Alternatively, the network system according to any one of 5 above. 7. The node further receives a distribution success notification from a distribution destination node that has distributed the data, obtains the distribution success number, and broadcasts the distribution success number to other nodes as node information. The storage means stores the number of successful distributions broadcasted by the number of successful distribution processings as node information in a database, and the distribution source determining means has a node that owns desired data from the database. 3. The network system according to claim 1, wherein when a plurality of is searched, a node having a large number of successful distributions is determined as a distribution source. 8. The distribution success count processing means receives a distribution success notification from a distribution destination node, adds 1 to the distribution success count stored in the database, and adds 1 to the distribution success count from a predetermined number. The network system according to claim 7, wherein the network system is initialized when the size becomes larger. 9. The node further requests a data name and node information from the other node when the information of the other node is not in the database.

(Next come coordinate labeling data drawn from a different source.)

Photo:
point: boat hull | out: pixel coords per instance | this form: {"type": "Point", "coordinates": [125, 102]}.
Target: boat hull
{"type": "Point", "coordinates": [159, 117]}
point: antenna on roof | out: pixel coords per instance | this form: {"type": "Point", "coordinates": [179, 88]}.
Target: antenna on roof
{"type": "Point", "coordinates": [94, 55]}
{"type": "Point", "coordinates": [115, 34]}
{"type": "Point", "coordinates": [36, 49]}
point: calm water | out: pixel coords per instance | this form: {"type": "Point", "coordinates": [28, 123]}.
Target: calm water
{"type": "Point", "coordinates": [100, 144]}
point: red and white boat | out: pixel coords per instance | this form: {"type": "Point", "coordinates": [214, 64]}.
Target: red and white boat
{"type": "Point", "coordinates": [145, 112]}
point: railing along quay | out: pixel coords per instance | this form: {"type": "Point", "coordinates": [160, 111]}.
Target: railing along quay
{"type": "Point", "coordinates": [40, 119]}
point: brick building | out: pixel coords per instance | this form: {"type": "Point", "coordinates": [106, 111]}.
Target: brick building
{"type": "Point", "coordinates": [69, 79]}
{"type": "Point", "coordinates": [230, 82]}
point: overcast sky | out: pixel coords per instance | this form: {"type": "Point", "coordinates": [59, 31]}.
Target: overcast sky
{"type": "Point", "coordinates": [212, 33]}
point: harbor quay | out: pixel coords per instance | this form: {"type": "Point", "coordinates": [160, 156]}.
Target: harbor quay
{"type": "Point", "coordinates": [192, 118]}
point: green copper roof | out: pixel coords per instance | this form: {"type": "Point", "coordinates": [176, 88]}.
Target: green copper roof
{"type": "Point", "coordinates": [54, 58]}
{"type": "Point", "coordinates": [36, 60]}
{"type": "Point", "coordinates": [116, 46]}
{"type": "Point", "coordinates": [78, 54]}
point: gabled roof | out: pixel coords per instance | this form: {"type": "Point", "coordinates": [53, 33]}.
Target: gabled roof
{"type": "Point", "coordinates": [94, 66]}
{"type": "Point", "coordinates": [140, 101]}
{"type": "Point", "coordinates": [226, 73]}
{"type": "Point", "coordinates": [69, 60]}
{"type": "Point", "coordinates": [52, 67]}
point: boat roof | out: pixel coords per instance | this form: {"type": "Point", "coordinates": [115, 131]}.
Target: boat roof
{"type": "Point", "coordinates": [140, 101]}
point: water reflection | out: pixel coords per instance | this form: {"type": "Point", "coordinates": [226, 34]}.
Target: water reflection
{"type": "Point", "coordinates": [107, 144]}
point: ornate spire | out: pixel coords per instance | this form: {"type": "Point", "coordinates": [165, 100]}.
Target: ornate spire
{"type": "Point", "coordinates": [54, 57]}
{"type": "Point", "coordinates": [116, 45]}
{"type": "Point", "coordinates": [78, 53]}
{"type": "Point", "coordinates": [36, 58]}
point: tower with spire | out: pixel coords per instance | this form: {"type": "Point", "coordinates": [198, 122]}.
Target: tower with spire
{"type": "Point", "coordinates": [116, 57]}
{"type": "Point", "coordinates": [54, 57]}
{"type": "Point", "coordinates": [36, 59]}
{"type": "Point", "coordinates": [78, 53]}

8. The network system according to any one of 1 to 8. 10. The network system is a local area network according to claim 1.
9. The network system according to any one of 1 to 9. 11. The network system according to claim 1, wherein the network system is a wide area network connecting a plurality of local area networks. 12. The node information is a communication charge between local area networks, and when the distribution source determining means searches the database for a plurality of nodes owning desired data, the distribution source node is determined based on the communication charge. The network system according to claim 11, wherein the network system is determined. 13. The node information is a communication speed between local area networks, and when the distribution source determining means searches the database for a plurality of nodes owning desired data, the distribution source node is determined based on the communication speed. The network system according to claim 11, wherein the network system is determined. 14. The database stores a plurality of types of node information, and when the distribution source determining means uses the plurality of types of node information stored in the database, a weighting process is performed to determine a distribution source node. The network system according to any one of claims 3, 4, 5, 6, 7, 8, 12, and 13. 15. The network system according to claim 1, wherein the data is a program, and the data name is a program name and version information. 16. The network system according to claim 1, wherein the data is a message.